In un’intervista a cuore aperto su Planet Rugby l’ex capitano azzurro si racconta e fa il punto della situazione sul nostro movimento
E’ un Sergio Parisse tutto campo e con le idee abbastanza chiare sul proprio proprio futuro quello che si racconta in una lunga e dettagliata intervista pubblicata oggi da Planet Rugby.
“Non posso predire il futuro – afferma l’ex capitano azzurro – ma voglio rimanere nell’ambiente in una qualche forma tecnica. Sento fortemente che posso continuare a dare il mio apporto e, oso dire, passare la mia eredità allenando e sviluppando giocatori. E’ la mia passione ed è qualcosa che amo.”
Circa il futuro più prossimo Parisse conferma quanto avevamo già anticipato anche noi di OnRugby la scorsa settimana ovvero la possibilità che anche la prossima stagione lo possa vedere come protagonista sul campo.
“Il contratto con il Tolone finisce a giugno ma ho un’opzione per un altro anno. Il mio corpo si è rigenerato un po’ con questo riposo forzato, ma sono deluso dal non aver avuto la possibilità di chiudere a Roma contro l’Inghilterra nel Sei Nazioni.”
“Una cosa però la posso confermare: sì, mi piacerebbe un’ultima opportunità per ringraziare il mondo del rugby che ha reso la mia avventura possibile e salutare con passione e rispetto. Per farla breve: vorrei un ultimo giro di valzer in maglia azzurra.”
Nell’intervista, il terza linea si è anche soffermato sullo sviluppo del rugby italiano, e sulle differenze di ruolo fra l’ex head coach degli Azzurri O’Shea e Franco Smith, suo successore: “Il progresso nel mondo del rugby può essere misurato in tanti modi diversi. L’Italia si trova in una posizione assai migliore adesso che quando ho incominciato. Strutture, club competitivi, crescita di partecipazione e interesse. Negli ultimi cinque anni abbiamo fatto grandi progressi con Conor O’Shea. E’ stato un vero e proprio director of rugby, che ha lavorato per cambiare il quadro della situazione, a creare un vero ecosistema ovale in Italia, sfidando alcune personalità fra i finanziatori e i dirigenti del nostro sport e proponendosi di utilizzare la forza del suo personaggio e del suo carattere per influenzare il cambiamento.”
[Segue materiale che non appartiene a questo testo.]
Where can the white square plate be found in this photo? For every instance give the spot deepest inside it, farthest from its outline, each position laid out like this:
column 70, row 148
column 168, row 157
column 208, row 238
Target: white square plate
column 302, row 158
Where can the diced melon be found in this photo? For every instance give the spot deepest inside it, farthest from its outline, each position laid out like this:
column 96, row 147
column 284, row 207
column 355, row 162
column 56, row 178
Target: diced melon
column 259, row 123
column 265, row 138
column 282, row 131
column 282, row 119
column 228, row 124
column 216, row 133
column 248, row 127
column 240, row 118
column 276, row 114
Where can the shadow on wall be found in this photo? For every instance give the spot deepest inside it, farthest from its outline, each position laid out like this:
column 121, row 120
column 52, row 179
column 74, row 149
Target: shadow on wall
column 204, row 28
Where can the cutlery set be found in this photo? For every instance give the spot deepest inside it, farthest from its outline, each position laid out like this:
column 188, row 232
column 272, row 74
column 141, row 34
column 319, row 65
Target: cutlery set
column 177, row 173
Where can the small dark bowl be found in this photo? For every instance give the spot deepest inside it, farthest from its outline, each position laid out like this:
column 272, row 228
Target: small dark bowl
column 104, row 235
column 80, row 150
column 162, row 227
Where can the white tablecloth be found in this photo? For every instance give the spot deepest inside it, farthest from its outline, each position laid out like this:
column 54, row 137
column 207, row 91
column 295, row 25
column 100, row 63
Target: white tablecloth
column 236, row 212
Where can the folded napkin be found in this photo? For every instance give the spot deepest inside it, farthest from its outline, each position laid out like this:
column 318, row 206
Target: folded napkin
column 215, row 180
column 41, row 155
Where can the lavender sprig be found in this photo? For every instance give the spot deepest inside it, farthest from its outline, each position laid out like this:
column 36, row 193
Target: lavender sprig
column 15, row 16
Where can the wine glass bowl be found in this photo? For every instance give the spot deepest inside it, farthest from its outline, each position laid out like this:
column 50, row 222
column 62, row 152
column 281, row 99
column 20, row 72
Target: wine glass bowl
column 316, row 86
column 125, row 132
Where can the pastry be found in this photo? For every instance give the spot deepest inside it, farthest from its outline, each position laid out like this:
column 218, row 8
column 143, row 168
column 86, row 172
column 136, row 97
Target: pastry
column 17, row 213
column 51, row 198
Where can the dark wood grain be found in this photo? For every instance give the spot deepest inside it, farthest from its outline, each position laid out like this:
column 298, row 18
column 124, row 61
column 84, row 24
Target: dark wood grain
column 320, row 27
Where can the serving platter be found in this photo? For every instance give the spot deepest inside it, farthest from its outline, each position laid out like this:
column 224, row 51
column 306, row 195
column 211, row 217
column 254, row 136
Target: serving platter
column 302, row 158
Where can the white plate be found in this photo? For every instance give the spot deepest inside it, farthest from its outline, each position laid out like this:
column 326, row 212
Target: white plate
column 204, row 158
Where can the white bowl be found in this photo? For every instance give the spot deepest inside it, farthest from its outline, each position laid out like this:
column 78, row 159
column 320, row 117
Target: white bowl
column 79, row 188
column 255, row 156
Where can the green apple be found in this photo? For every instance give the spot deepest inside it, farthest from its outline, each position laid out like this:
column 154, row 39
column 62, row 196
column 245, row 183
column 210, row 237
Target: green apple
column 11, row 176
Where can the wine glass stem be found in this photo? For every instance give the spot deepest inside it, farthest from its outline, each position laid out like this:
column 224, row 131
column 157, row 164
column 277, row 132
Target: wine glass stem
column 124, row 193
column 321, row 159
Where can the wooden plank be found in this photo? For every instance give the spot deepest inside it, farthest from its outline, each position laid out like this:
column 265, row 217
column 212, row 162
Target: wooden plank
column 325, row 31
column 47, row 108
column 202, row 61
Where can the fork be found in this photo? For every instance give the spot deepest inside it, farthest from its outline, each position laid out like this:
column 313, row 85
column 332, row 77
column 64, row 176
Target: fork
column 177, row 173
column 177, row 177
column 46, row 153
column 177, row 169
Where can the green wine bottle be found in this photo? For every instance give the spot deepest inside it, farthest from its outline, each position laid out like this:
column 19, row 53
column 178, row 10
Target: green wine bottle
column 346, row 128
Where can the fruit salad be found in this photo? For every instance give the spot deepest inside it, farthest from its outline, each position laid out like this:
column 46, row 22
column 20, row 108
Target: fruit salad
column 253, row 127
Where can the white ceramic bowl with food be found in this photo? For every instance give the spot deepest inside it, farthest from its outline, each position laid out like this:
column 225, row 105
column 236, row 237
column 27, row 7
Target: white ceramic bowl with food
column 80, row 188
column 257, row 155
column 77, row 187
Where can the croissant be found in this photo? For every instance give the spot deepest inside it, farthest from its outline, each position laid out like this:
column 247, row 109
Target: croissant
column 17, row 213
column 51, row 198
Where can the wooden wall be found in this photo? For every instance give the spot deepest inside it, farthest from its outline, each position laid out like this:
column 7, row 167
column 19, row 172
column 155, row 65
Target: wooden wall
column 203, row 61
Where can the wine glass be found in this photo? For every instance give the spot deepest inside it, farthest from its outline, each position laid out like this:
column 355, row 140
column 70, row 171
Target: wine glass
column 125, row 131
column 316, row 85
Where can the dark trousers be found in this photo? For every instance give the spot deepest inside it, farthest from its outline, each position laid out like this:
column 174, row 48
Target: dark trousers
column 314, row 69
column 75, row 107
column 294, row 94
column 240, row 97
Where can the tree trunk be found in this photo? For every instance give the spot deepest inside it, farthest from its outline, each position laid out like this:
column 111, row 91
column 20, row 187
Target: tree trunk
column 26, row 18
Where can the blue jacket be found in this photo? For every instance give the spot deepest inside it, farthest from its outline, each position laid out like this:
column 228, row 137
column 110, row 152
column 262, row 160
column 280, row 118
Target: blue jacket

“La sua determinazione nel creare un buon ambiente in tutto il rugby italiano è stata straordinaria e se ne possono già ammirare i risultati nell’incremento della profondità della nazionale e nella organizzazione sul campo. Un buon esempio in proposito è proprio in terza linea. Durante la Rugby World Cup del 2019, Jake Polledri, Braam Steyn e Seb Negri sono emersi come ottime opzioni, mettendo sotto pressione il mio posto in squadra attraverso la loro eccellenza, invece che per una qualsiasi altra ragione, come dovrebbe essere normale. Sono giocatori giovani che vogliono lottare per la maglia ed è stato favoloso vederli crescere e mettere a rischio con merito la mia maglia da titolare. E’ stato salutare per tutti.”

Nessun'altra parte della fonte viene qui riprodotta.